Positive selection on phoR linked to ongoing selective pressures

Given the known central role of PhoPR in MTBC virulence, we focused our attention on the previously unidentified mutations found in phoR. Previous work identified a basal phylogenetic mutation in phoR experimentally linked to animal host preferences. Here, we report 193 nonsynonymous mutations and 31 synonymous mutations exclusive of human isolates and mapping to very different phylogenetic depths (Fig. 6A). The average dN/dS for this gene was well above 1 (dN/dS = 2.37), suggesting the action of positive selection. Furthermore, a plot of the dN and dS values over time reveals that the overall dN/dS remained high along the evolutionary history of the MTBC (Fig. 5B) in comparison with the DNA binding response regulator (phoP), corroborating that phoR has been likely under pervasive positive selection. Codon-based maximum likelihood tests of positive selection normally are not suited for intraspecies comparisons; however, in the case of phoR, the tests identified a higher dN/dS than expected by chance and at least two codons with strong evidence to be under positive selection (table S5). Additional evidence for the action of positive selection on this gene derives from nonsynonymous mutations, among which we found 34 homoplastic variants, which are strong predictors of positive selection in MTBC (table S6). Nonsynonymous mutations significantly accumulated in the sensor domain (P < 0.01, chi-square test), further supporting the hypothesis that they could be involved in the fine-tuning of the PhoR sensitive function to the changing environment during infection (Fig. 6C).

Fig. 6 phoR is under positive selection in human-affecting strains.

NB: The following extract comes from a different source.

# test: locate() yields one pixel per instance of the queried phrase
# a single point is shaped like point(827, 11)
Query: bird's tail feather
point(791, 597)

(A) Genome-based phylogeny calculated from a total of 4595 clinical samples obtained from different sources. The synonymous and nonsynonymous variants found in phoR are mapped to the corresponding branch. Variants in internal branches affect complete clades, which are colored in the phylogeny. Homoplasies are marked in the outer circle of the phylogeny. The asterisk marks the G71I phoR variant common to lineages 5 and 6 previously reported by Gonzalo-Asensio et al. (23). (B) Relative age distribution of the nonsynonymous phoR variants in the reference dataset from Coll et al. (16) (left plot) and the transmission dataset from Guerra-Assunção et al. (24) (middle plot) in comparison with the rest of the nonsynonymous genomic variants. In addition, the relative ages of the phoR nonsynonymous variants exclusive of each dataset are shown (right plot). (C) Schematic view of PhoR with the amino acid (AA) changes found across the 4595-sample dataset marked on it. Amino acid changes are significantly more abundant in the sensor domain (P < 0.01). ATP, adenosine 5′-triphosphate. HAMP, Histidine kinase, adenylyl cyclase, methyl-accepting protein and phosphatase domain; DHp, dimerization and histidine phosphotransfer.

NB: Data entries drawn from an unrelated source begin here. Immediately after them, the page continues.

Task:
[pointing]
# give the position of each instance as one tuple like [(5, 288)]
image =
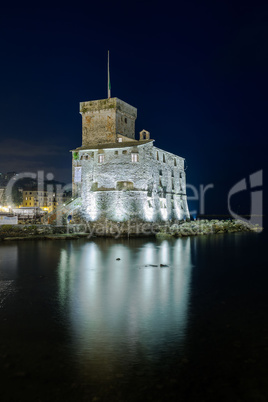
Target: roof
[(113, 145)]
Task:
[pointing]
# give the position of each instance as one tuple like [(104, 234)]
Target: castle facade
[(119, 177)]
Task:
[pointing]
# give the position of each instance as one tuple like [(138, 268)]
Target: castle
[(119, 177)]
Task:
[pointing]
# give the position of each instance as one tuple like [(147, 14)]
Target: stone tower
[(107, 121), (121, 178)]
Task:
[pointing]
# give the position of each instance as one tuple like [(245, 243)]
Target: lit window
[(134, 157), (77, 174), (101, 158)]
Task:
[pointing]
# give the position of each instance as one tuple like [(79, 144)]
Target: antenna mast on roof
[(109, 82)]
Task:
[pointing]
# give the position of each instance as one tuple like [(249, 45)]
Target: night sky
[(196, 71)]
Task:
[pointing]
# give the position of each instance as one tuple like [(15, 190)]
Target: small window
[(135, 157), (101, 158), (77, 174)]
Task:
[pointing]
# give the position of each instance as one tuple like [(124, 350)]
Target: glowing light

All the mutations identified in our analysis were found in human clinical isolates and mapped to relatively recent branches in the MTBC phylogeny (Fig. 6A). Thus, we reasoned that most mutations were associated with recent selective pressures as opposed to the previously reported mutations found in M. africanum lineages 5 and 6 and the animal-adapted strains (23) that map to deep branches in the phylogeny (Fig. 6A). To get insights into this hypothesis, we tested whether novel phoR mutations also arise in clinical settings during infection and recent transmission events. We used a population-based dataset from Malawi (24) where more than 70% of the strains were collected during a 15-year period and genome-sequenced (n = 1187). We found 13 mutations (12 nonsynonymous and 1 synonymous) in phoR exclusive of the Malawi dataset with phoR having a dN/dS of 3.93. Moreover, the mean relative age of the nonsynonymous phoR variants was significantly younger than that of other nonsynonymous variants in both datasets (P << 0.01, Welch’s t test), and the phoR variants from the Malawi dataset were more recent than those phoR mutations from the reference dataset (P = 0.04, Welch’s t test) (Fig. 6B). From the 12 nonsynonymous mutations in the Malawi dataset, 8 were markers of recent transmission clusters. Moreover, phoR mutations in the Malawi dataset involved larger transmission clusters than other mutations (P <0.001, permutations test).

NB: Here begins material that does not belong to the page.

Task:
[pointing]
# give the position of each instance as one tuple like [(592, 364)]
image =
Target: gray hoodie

Together, there is strong evidence for positive selection acting on phoR steaming from higher than expected dN/dS values in the reference dataset, presence of homoplastic variants, and new nonsynonymous mutations linked to larger transmission clusters. Thus, our data indicate that (i) phoR mutations have been selected since the establishment of the MTBC as an obligate pathogen (Fig. 5) and (ii) novel phoR mutations are selected during infection and propagates during human-to-human transmission in current epidemiological settings (Fig. 6).


We present evidence that the MTBC ancestor transitioned to an obligate pathogenic lifestyle from a common genetic pool including the ancestors of extant MCAN strains. Earlier work had already demonstrated the high recombination rate in MCAN compared to that in MTBC (7). However, our analysis is different, as it focuses specifically on the branch leading to the MTBC by comparing MCAN to a reconstructed MTBC common ancestor. Specifically, we found common patterns of genome-wide recombination in the branch leading to the MTBC ancestor and the extant MCAN strains. The high recombination rate between MCAN strains, including the MTBC ancestor, stands in sharp contrast to the strictly clonal population structure of extant MTBC strains. By analyzing events leading to the transition from a recombinogenic to a clonal organism, we have also been able to identify genomic regions under different selective pressures. Comparison of selective pressures before and after becoming an obligate pathogen also allows us to propose PhoR as an important player in the past evolutionary history of the MTBC as well as in current clinical settings.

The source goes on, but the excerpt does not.